IMAGINE WHAT THIS ALL MEANS FOR YOUR MUSIC

The potential for Yamaha's Singing Synthesis Technology is virtually unlimited. LEON & LOLA are released at the NAMM show, January 2004. They are the genesis, the "Adam and Eve" of the new era of virtual singing. A third virtual vocalist, MIRIAM will take Vocaloid to new heights. Pretty soon you are going to hear synthesized vocals in a lot of music. Don't get left out of the picture. Experience the difference Zero-G Virtual Vocalists can make for yourself!

HOW DOES IT WORK?

Few events have dramatically deiverted the course of musical history. Synthesis, MIDI, Sampling - inventions of the magnitude are very rare events indeed. Singing Synthesis is such an event. Most acoustic instruments can be simulated well using various synthesis techniques, but (until Yamaha's Vocaloid technology came along) the singing voice resisted any serious simulation attempts. Hardly surprising, since singing has an extremely wide range of articulations, timbres, and transitions between sounds. And singing can communicate words as well as melody, which means there is a double layer of meaning, unlike other instruments. The human ear is so used to hearing the voice that even the finest tonal shifts or anomalies are immediately noticed. However, Yamaha's Vocaloid is in fact a totally new vocal-synthesis technology, achieveing a much higher level of sophistication in this exciting area! The team at the Yamaha Advanced System Development Center in Japan has created software that emulates the singing voice with incredible accuracy.

Zero-G's development team have been working closely with Yamaha to create many 'vocal fonts' (virtual vocalists) for the Vocaloid system. The team starts each project by recording a professional vocalist singing literally all possible phonemes and transitions between syllables. Each transition is slightly different depending on the particular combination of phonemes, and these differences play a big part in how we understand words and whether a vocal track sounds natural or artificial. For example, the phoneme "p" sounds slightly different at the beginning of a word than it does at the end, and it affects the vowels next to it differently than say the phoneme "t".

The recordings of the professional singers are converted to the frequency domain using Fast Fourier Transform and divided into thousands of separate phonetic transitions which are processed in a unique way and then stored for use with the Vocaloid synthesis engine. Expressive tools such as vibrato, pitch bend, and attack are also derived from the real singing and stored separately.

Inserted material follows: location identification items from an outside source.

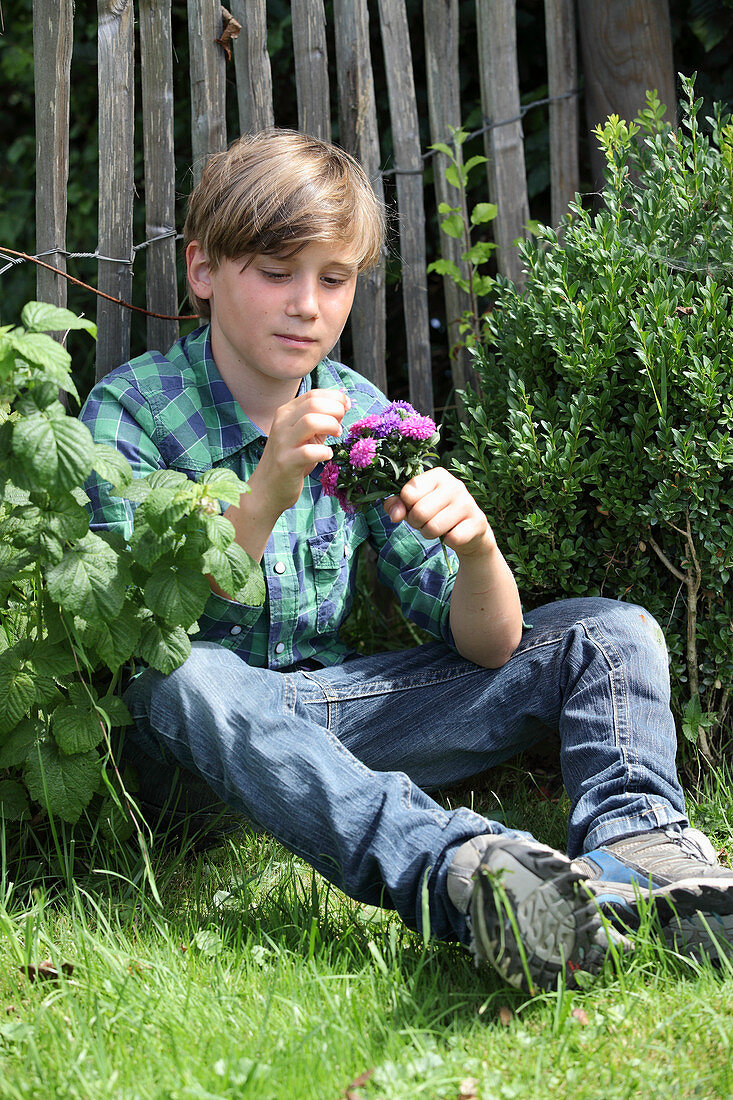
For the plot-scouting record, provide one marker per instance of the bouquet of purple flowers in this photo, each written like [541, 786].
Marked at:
[379, 454]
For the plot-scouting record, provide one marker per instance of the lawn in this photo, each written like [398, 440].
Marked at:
[252, 978]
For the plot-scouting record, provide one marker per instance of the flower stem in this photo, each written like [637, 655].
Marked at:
[445, 554]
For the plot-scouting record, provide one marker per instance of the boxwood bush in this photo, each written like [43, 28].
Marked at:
[600, 440]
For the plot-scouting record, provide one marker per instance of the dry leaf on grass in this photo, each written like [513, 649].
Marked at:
[358, 1082]
[46, 970]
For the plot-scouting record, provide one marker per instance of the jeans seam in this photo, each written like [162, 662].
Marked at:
[619, 694]
[387, 688]
[659, 811]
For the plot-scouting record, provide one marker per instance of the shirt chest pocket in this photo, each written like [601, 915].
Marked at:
[332, 554]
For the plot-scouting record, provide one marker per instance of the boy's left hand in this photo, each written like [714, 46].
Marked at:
[438, 505]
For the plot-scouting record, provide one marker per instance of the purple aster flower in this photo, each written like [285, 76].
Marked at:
[409, 409]
[417, 427]
[343, 501]
[329, 475]
[368, 424]
[389, 421]
[362, 452]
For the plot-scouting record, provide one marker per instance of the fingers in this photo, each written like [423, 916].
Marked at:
[438, 505]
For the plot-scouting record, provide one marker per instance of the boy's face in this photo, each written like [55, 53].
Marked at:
[276, 317]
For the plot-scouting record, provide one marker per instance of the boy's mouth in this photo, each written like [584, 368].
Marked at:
[294, 341]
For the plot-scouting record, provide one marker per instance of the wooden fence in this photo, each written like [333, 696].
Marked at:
[211, 33]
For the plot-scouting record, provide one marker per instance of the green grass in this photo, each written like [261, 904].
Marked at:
[255, 979]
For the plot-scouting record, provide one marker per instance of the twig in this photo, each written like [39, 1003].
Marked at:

To create a vocal track, you enter music and lyrics into the Vocaloid Editor. The melody can be entered by hand in the piano-roll style Editor or imported from a Standard MIDI File; the words are entered manually. Expressive elements can be entered via a graphic palette using drag-and-drop. Further detailed programming of expression parameters can be done graphically, for finey detailed results.

The data that you have entered in the Editor is sent to the synthesis engine, which fetches what it needs from the phonetic and expression databases to synthesize the track. To sing the word "part", for example, the software combines four elements from the phonetic database: "p" (as it sounds at the beginning of a word), "p-ar" (the transition from "p" to "ar"), "ar-t" (the transition from "ar" to "t"), and "t" (as it sounds at the end of a word). The two "ar" elements are blended together, and the resulting vowel "a" is lengthened as necessary to accommodate your chosen melody and rhythm.

Different pitches are derived by shifting the fundamental and overtones while leaving the vowel formants relatively untouched. The database elements were derived from phrases originally sung at different pitches, limiting the amount of shifting the engine needs to do (and therefore improving ultimate realism).